Thursday, January 17, 2013

Three Strikes, Two Options, One God

Brittany Browne visits the famous Geneva Flower Clock.
Credit: Christine Housel

By: Brittany L. Browne

   No weapon that is formed against you shall prosper; and every tongue that shall rise against you in judgment you shall condemn. This is the heritage of the servants of the Lord, and their righteousness is of me, said the Lord. -Isaiah 54:17

Do you know that you choose to channel or reject certain energies into your life? Isaiah 54:17 echoes that belief for me and furthermore provides revelation that it is a part of my heritage to prosper against any weapons that are formed against me. The term challenge is no longer a suitable word in my personal life to describe how immensely unyielding it is at times to operate in a world full of colonized history that reflects in everything we do, say and how we think, or where religion has contributed significantly to the divide in which we stand on and where people’s boxes of individuals by titles, categories and stereotypes predict the way we see one another.

Allow me to give a description of myself according to worldly standards in effort to set the context. I am African-American. I am a female. I am a part of the Millennial Generation. These three things describe how people immediately categorize me and sum up who I am. These three things are what I call three strikes. “Strikes” are categories, stereotypes, or titles which people assign to you before getting to know the depths of who you are--it is a box and an assumption that is somehow all encompassing for who you are, such as your religion or spiritual beliefs, your age, your sex, etc. If that is all I am limited to throughout my life, I thank God that my citizenship is in heaven!

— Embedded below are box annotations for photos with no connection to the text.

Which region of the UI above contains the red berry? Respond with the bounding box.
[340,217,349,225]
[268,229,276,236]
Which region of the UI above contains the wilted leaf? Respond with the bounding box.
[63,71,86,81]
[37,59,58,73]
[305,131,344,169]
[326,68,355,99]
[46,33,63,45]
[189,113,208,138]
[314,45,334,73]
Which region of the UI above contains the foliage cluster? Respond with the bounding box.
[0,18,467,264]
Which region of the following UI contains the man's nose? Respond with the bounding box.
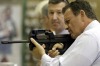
[53,13,57,20]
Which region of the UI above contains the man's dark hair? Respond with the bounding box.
[49,0,69,4]
[63,0,97,19]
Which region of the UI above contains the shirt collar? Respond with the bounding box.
[84,20,99,31]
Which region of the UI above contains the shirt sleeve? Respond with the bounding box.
[42,35,98,66]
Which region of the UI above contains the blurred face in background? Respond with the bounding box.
[48,2,66,32]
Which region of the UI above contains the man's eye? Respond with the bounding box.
[49,12,54,14]
[65,20,70,24]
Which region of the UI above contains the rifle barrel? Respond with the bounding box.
[1,40,29,44]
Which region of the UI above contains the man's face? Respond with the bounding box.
[48,2,65,31]
[64,8,84,39]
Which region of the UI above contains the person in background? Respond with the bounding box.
[42,0,72,57]
[0,6,17,62]
[30,0,100,66]
[32,0,71,65]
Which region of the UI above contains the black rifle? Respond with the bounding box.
[1,30,74,54]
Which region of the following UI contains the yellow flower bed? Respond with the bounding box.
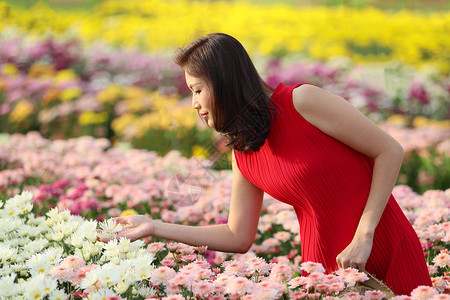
[0,0,450,72]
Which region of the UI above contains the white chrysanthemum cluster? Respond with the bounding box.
[0,192,154,299]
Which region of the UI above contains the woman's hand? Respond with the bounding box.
[336,235,373,272]
[102,215,155,242]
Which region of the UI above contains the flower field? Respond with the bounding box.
[0,133,450,299]
[0,0,450,300]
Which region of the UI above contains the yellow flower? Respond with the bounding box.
[120,208,138,217]
[28,62,55,78]
[97,84,122,104]
[55,69,78,83]
[1,63,18,76]
[191,145,209,158]
[9,100,34,123]
[41,88,61,105]
[78,110,108,126]
[60,86,82,101]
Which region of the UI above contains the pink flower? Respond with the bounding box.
[214,273,233,287]
[341,292,362,300]
[192,281,214,298]
[147,242,165,254]
[150,267,176,285]
[432,294,450,300]
[289,276,308,289]
[364,291,386,300]
[305,272,325,289]
[161,256,177,267]
[301,261,325,273]
[49,265,75,282]
[433,252,450,268]
[316,283,331,293]
[225,277,253,295]
[169,273,193,287]
[330,282,345,293]
[247,256,270,275]
[162,294,185,300]
[270,264,292,281]
[411,285,438,300]
[273,231,292,242]
[222,260,248,276]
[289,292,308,300]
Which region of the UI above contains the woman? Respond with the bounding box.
[109,33,431,294]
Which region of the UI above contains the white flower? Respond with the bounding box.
[22,239,49,254]
[0,274,20,297]
[49,289,68,300]
[97,264,126,287]
[80,268,101,289]
[25,248,61,276]
[0,243,17,264]
[21,274,50,299]
[99,219,123,234]
[74,220,97,243]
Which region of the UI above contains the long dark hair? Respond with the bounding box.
[174,33,275,151]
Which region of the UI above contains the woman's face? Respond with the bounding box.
[184,72,214,128]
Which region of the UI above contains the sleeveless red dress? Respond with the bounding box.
[235,83,431,295]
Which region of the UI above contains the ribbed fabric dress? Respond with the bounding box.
[235,83,431,295]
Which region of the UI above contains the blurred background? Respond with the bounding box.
[0,0,450,192]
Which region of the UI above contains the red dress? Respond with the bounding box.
[235,83,431,295]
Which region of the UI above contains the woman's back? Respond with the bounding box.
[235,84,431,294]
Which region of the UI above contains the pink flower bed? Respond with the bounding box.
[0,132,450,299]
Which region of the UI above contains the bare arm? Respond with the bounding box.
[293,85,404,270]
[114,153,263,253]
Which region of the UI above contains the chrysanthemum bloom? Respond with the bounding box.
[161,256,177,267]
[431,277,450,292]
[341,292,362,300]
[169,273,194,287]
[305,272,325,289]
[411,285,438,300]
[147,242,165,254]
[289,292,308,300]
[391,295,412,300]
[214,273,234,287]
[247,256,270,275]
[162,294,185,300]
[192,281,214,298]
[61,256,85,270]
[70,265,98,286]
[315,283,331,294]
[432,294,450,300]
[49,265,75,282]
[222,260,248,276]
[270,264,292,281]
[301,261,325,273]
[225,277,253,295]
[433,252,450,268]
[364,291,386,300]
[150,267,177,285]
[330,281,345,293]
[289,276,308,289]
[273,231,292,242]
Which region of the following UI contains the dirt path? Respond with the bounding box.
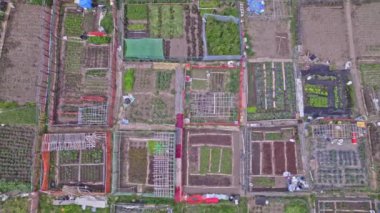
[0,3,42,103]
[344,0,367,115]
[175,66,185,114]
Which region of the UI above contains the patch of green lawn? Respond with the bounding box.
[252,177,275,188]
[220,148,233,174]
[0,103,37,125]
[125,4,148,20]
[265,132,282,141]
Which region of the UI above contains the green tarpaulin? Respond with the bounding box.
[125,38,165,60]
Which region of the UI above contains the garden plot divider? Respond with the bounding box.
[202,14,243,61]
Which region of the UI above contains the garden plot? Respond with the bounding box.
[42,133,107,192]
[0,126,36,183]
[247,62,296,121]
[316,198,376,213]
[113,131,175,197]
[185,68,240,123]
[246,18,291,59]
[302,65,354,116]
[360,64,380,116]
[54,8,110,125]
[122,68,175,126]
[183,130,239,187]
[203,14,241,60]
[309,125,368,188]
[248,196,310,213]
[246,127,302,191]
[125,4,189,59]
[0,2,45,104]
[248,0,291,22]
[369,125,380,188]
[299,7,349,69]
[352,1,380,58]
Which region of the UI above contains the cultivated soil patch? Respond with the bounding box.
[352,2,380,57]
[0,3,42,103]
[300,7,349,68]
[246,127,302,191]
[182,129,239,187]
[246,18,291,58]
[122,68,175,125]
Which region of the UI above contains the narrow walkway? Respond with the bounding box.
[344,0,367,115]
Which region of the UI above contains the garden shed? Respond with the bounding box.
[125,38,165,60]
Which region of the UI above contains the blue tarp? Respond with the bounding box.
[78,0,92,9]
[247,0,265,15]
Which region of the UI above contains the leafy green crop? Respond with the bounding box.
[128,24,146,31]
[123,69,135,93]
[64,13,83,36]
[206,17,240,55]
[100,12,113,34]
[125,4,148,20]
[87,36,111,44]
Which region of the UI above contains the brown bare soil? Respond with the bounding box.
[189,147,199,173]
[126,94,175,124]
[286,142,297,174]
[300,7,349,67]
[83,45,110,68]
[336,202,371,211]
[0,3,42,103]
[252,143,261,175]
[189,175,231,186]
[273,142,285,175]
[80,165,103,183]
[210,73,225,92]
[148,156,154,185]
[59,166,78,183]
[128,148,148,183]
[133,70,156,93]
[352,2,380,57]
[262,143,273,175]
[190,132,232,146]
[247,19,291,58]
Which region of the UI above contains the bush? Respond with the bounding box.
[247,106,257,113]
[87,36,111,44]
[0,101,18,109]
[128,24,146,31]
[0,179,31,193]
[123,69,135,93]
[100,12,113,34]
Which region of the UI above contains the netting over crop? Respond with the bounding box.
[42,132,105,151]
[312,124,365,139]
[112,131,175,197]
[190,92,236,118]
[78,104,107,125]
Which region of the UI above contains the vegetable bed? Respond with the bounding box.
[206,17,240,55]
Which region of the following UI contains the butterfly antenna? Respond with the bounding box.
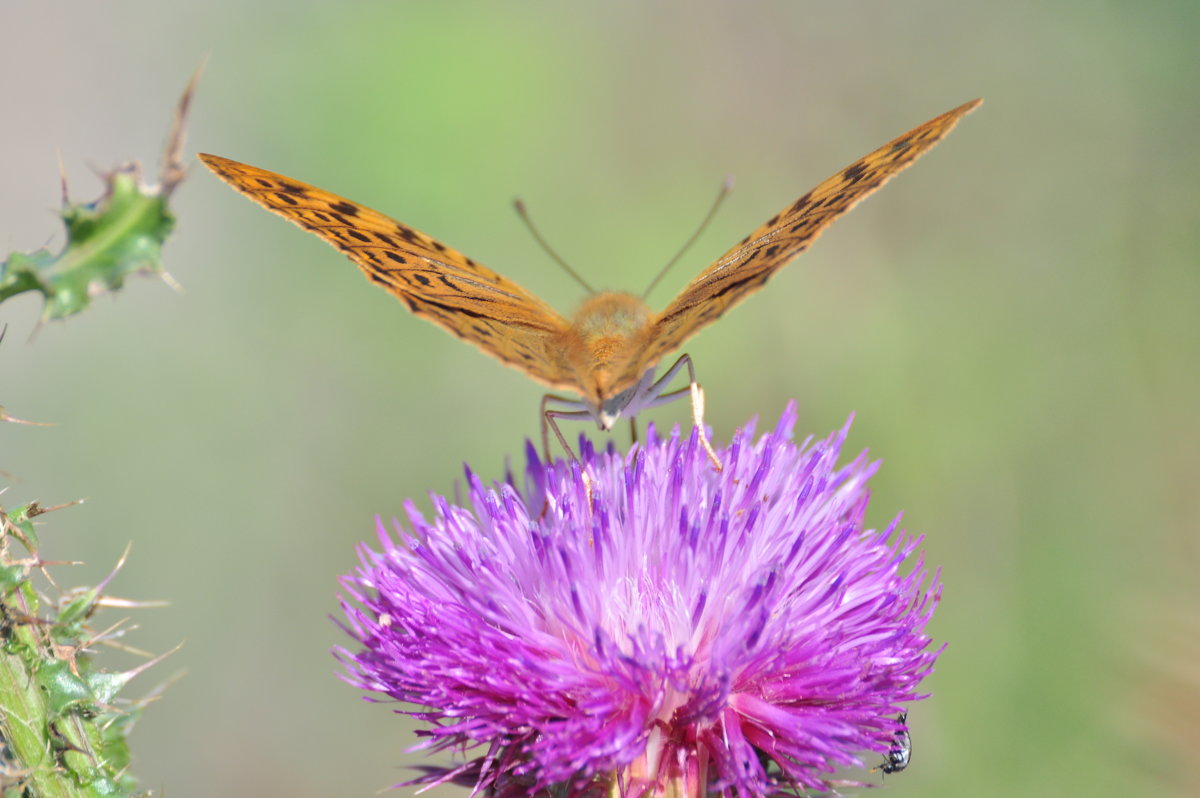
[512,197,596,294]
[642,175,733,299]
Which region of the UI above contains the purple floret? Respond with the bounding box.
[337,406,941,798]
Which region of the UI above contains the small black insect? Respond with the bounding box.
[871,712,912,773]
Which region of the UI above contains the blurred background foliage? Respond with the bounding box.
[0,0,1200,798]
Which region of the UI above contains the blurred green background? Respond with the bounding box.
[0,0,1200,798]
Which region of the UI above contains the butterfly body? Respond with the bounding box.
[559,292,655,417]
[199,94,982,448]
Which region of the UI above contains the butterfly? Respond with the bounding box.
[199,100,983,468]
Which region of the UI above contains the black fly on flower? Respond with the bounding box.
[337,406,941,798]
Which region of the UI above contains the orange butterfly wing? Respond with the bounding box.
[199,152,580,391]
[614,100,983,389]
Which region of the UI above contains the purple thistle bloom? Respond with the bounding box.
[337,404,941,798]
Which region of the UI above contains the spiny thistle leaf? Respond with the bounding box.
[0,503,166,798]
[0,71,199,322]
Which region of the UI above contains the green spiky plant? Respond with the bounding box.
[0,73,198,798]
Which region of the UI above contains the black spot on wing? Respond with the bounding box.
[841,161,866,184]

My point is this, the three strikes mindset is what is damaging our Churches, the ecumenical movement and spiritual beings worldwide, affecting our relationships with one another and ultimately our success at being one body. It is no longer enough to shun what you don’t understand. What you feel is not relevant should not be dressed up as an issue that has already been resolved or that is in perfect progress. It is good to be optimistic but it is wise to be realistic. I say this only because when a “touchy” area such as diversity, racism, stereotypes, or branching out of boxes is spoken about it sometimes appears like an abomination to the environment in the non-verbal expressions of others.

In essence it is fruit that needs to be bared. If we only keep putting the seeds in the ground and refuse to water it, then we will continue to walk over the ground that has bared no fruit, unconscious that the seed is even in the ground. We walk over it in tolerance daily, boldly claiming diversity but possessing three strikes for one another.

Too often, believers give two options, telling each other to either choose to be angry or choose life. The two options become limited when there is no in between to express authentically the hurt behind it all. You are supposed to either be angry or be happy. But, there is a creator that does not turn a blind eye to expressing healthy anger and dealing maturely with our circumstances, so that out of it we come before the throne bolder and wiser. Then we can talk about choosing life!

I choose to reject the three strikes; I refuse to accept only two options and limitations of expressing my authentic self. I move beyond mediocrity, false frameworks of diversity and tolerance. I internally run and confide in one God that rejects stereotypes, ageism, racism, new forms of colonialism and embodies all things according to my heritage. I can’t go in the box, because I don’t fit! I’m too wide in my open mind, I’m too stretched in my spiritual discipline, and I am too filled with grace. Where can you step outside of your boxes or encourage others to do the same?

Brittany L. Browne is a mission intern with the General Board of Global Ministries of The United Methodist Church, initially serving with the World Student Christian Federation (WSCF) in Geneva, Switzerland.